At this workshop, we wish to stimulate the exchange of novel ideas and interdisciplinary perspectives. To do this, we will accept three different types of submissions:
(A) Full papers, presenting novel and original work (max. 16 pages incl. references, same submission format as main conference)
(B) Abstracts of unpublished work (max. 2 pages excl. references)
(C) Previously-published peer-reviewed papers (long and short papers)
Papers of type (A) and (B) must be written in English and formatted in LaTeX, following the Springer LNCS format. The program chairs reserve the right to reject any over-length papers without review. Papers that ‘cheat’ the page limit by, including but not limited to, using smaller than specified margins or font sizes will also be treated as over-length.
Paper of type (C), please see the detailed instructions below.
Please note that only submissions of type (A) will be included in the workshop proceedings.
All papers must be submitted through this CMT link
We invite submissions of previously published, peer-reviewed papers to BIAS 2026 @ ECML/PKDD. This track is intended for papers that have appeared at reputable venues and will undergo a lighter review process. Submissions of this type are non-archival.

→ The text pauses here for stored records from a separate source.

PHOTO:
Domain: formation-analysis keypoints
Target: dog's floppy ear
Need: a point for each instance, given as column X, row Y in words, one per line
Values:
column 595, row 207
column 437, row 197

Eligible submissions include full or short papers published at leading venues, including but not limited to NeurIPS, ICLR, ICML, AAAI, FAccT, AIES, CHI, RecSys, SIGIR, ECML/PKDD, and ECAI. Papers must have been accepted or published after January 2024.
Instructions:
Submit a short statement describing the relevance of the paper to the BIAS workshop, along with the paper’s DOI link. If a DOI is not yet available due to recent acceptance, authors should provide an arXiv link or a similar publicly accessible version.
Additionally, submit a PDF of the published or camera-ready version of the paper. The submission should remain in the original formatting of the publication venue; reformatting to the workshop template is not required.
We invite contributions that deal with bias and fairness in any ML/AI approach (including but not limited to supervised learning, unsupervised learning, ranking, generative models, etc.) and application (e.g., recommender systems, search engines, chatbots, content moderation, etc.) on any type of data (tables, text, images, videos, speech, multimodal, etc.) and learning setup (batch, non i.i.d., federated, etc.).
We invite submissions in the following areas but are open to submissions on other topics related to the area of AI bias and fairness.
Bias audits and evaluation practices, including topics like:
Auditing and compliance practices, tools, and metrics
Bias in generative and multimodal models
Best practices and legal frameworks around audits
Case studies
Privacy-aware fairness audits
xAI and visual analytics for understanding/auditing biases
Society’s perception of algorithmic fairness
Bias-aware system development and deployment:
Bias-aware learning in multimodal and multi-attribute data
Bias-aware data collection
Bias-aware data processing
Human in the loop approaches for fairness
Case studies on bias-aware systems and applications
Interplay with other learning objectives and trustworthy AI dimensions
Accuracy, fairness, privacy and robustness trade-offs
xAI for fairness and bias in xAI
Paper Submission Deadline: 05 June 2026
Paper Acceptance Notification: 03 July 2026
Workshop Date: 07 September 2026
All Deadlines are Anytime on Earth (AoE) at 23:59.